Somehow he had returned to Washington this year. Somehow he had played part of a game against the Rams a few weeks ago, and just entering the field that day in Washington had finished one. of the most inspiring stories of the year.
Now, somehow, he was close to completing a miracle comeback against the Giants. The WFT was behind 20-3. They had been upgraded all day. Smith was only in the game because Washington starter Kyle Allen suffered an ankle injury that seemed only slightly less haunting and nauseating than Smith at 10 days ago two years ago.
“We know Alex Smith,” Giants coach Joe Judge would later say. “We know what he’s capable of.”
The Redskins had the ball. They had momentum. They had the fairy tale.

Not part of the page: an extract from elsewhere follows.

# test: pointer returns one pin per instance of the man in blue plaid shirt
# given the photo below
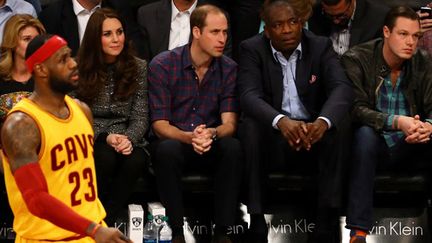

And then a strange thing happened:
The fairy tale has changed.
And what emerged in its place was another, this one tinged with blue instead of burgundy, this one co-written by Jabrill Peppers (whose leg whip inadvertently injured Allen and set up the Smith’s story book) and Logan Ryan, culminating a week for Ryan who could have been his own Lifetime Network special.
“Winning is a mentality,” Ryan said when that threshing 23-20 victory was on the books for good. “We played like winners there. It wasn’t perfect.
It was pretty perfect. First there was Peppers, with the Redskins sitting perhaps five yards away to try for an even basket just before the two-minute warning. He’d landed a bad pass from Smith that had ticked off JD McKissic’s fingertips, sniffing a workout that, by that point, had been 10 games and 49 yards of impending doom.
“It shouldn’t have been so close at first,” Peppers was saying, shaking his head. “We had a lot of headless plays to get them into position.”
Peppers had also been stuck in Allen earlier in the game, and as he watched the WFT quarterback come off the pitch he felt sick to his heart.
“We all have a pact in this league,” Peppers said. “Guys come from different circumstances and you never want to see a guy fall like that. I prayed for him and apologized to him. You never want that to happen.
But Smith got a mulligan when the Giants quickly made it three-plus. Honestly, the key moment of the game may have come 2 minutes and 10 seconds to go, the Giants facing third and sixth, Daniel Jones crushed on his blind side by Kamren Curl of Washington.
For Giants fans who have witnessed Jones’ love / hate relationship for two years with possession of the ball, the game must have felt like a super-slo-mo, must look like they’re all united. to channel Apollo Creed manager Duke Evers to the top. volume:
But Jones kept the ball. The giants have launched. Smith retrieved the bullet, his pen freshly filled with enough ink to write a proper ending – or at least force overtime. On the second and sixth he looked shallow, then saw something a few yards further uphill.
What he didn’t see was Ryan.
Ryan was there in a way because Giants defensive coordinator Patrick Graham installed a new look when the team visited on Saturday. He was there in a more ethereal sense because Giants coach Justin Maher had urged his wife to go to hospital after suffering from severe stomach pain. There she underwent emergency surgery for an ectopic pregnancy.
Logan played the game with Ashley’s name on his cleats and the desire to bring him back a ball. So he got a bullet. He snatched Smith’s pass in the air with 1:15 to go. Ballgame over.
Fairy tale revised completed.
“We were done making it short,” Ryan said.
Not this time. Not this week. There were plenty of Giants who enjoyed the reward of a second win in nine games. The judge kept Golden Tate at home, further punishment for his selfish behavior Monday night; In his place, rookie Auston Mack caught four balls for 72 yards, improving his career tally to five and 73. Justice served by the judge.
“For us,” said the coach, “the whole message was this: finish.
This time, that’s exactly what they would do. With a nice ending to boot.